就在两人专注于救治之时! “明夏!柱子!婉婷!不好!” 一直守在洞口的张承武老爹猛地压低声音,语气带着前所未有的凝重和……一丝悲愤! “大批伪军狗子!还有几个骑马的鬼子军官!把……把七家镇围了!正在挨家挨户搜!见人就打!镇口的老槐树上……挂……挂着金掌柜和赵先生的……人头!” 这位见惯生死的老猎人,声音竟也有些颤抖!
轰——! 如同惊雷在狭小的山洞中炸响! 陈铁柱紧闭的双眼猛地睁开!布满血丝的瞳孔瞬间收缩!一股狂暴到极致的冰冷杀意如同实质般从他身上爆发出来!金掌柜!赵先生!老茶馆掩护他们撤离的义士!人头……被挂在了镇口?!
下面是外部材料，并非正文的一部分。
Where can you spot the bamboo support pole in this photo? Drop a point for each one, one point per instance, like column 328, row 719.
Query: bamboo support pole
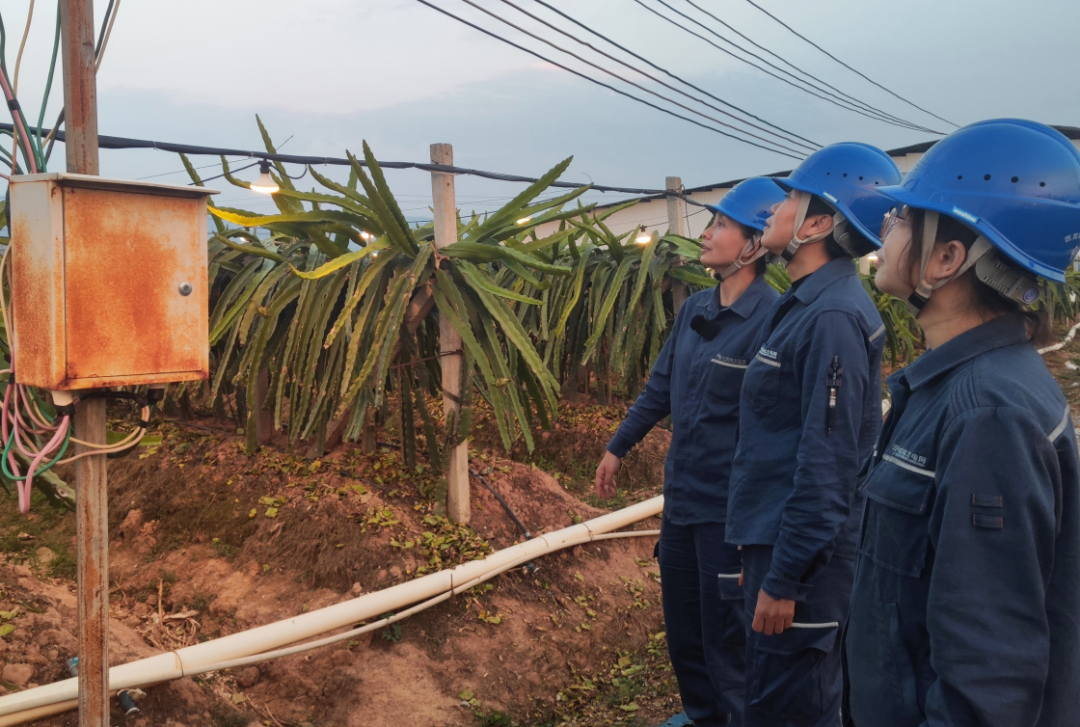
column 92, row 511
column 449, row 340
column 676, row 225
“狗日的——!” 一声低沉、沙哑、如同受伤野兽濒死咆哮般的嘶吼,从陈铁柱紧咬的牙关中挤出!他猛地挣扎着想要站起!不顾身上刚刚缝合、还在剧烈刺痛的伤口!血红的双眼死死盯向洞口的方向!他要冲出去!杀光那群畜生! “柱子哥!别动!” 苏婉婷和许明夏同时死死按住他!两个女孩的眼中都充满了泪水,但更多的是深深的恐惧和悲痛!
“陈铁柱!冷静!” 许明夏的声音如同冰水,带着医生特有的严厉,“你现在冲出去就是送死!你的伤根本动不了手!金掌柜和赵先生用命换你们出来,不是为了让你现在去送死的!”
陈铁柱的身体剧烈地颤抖着,如同被捆缚的怒狮!胸膛剧烈起伏,牙齿咬得咯咯作响。金掌柜临死前的怒吼(“走——!”),赵先生扔掉书本抽出短刀的决绝,如同烧红的烙铁反复灼烫着他的神经!血!必须用血来偿!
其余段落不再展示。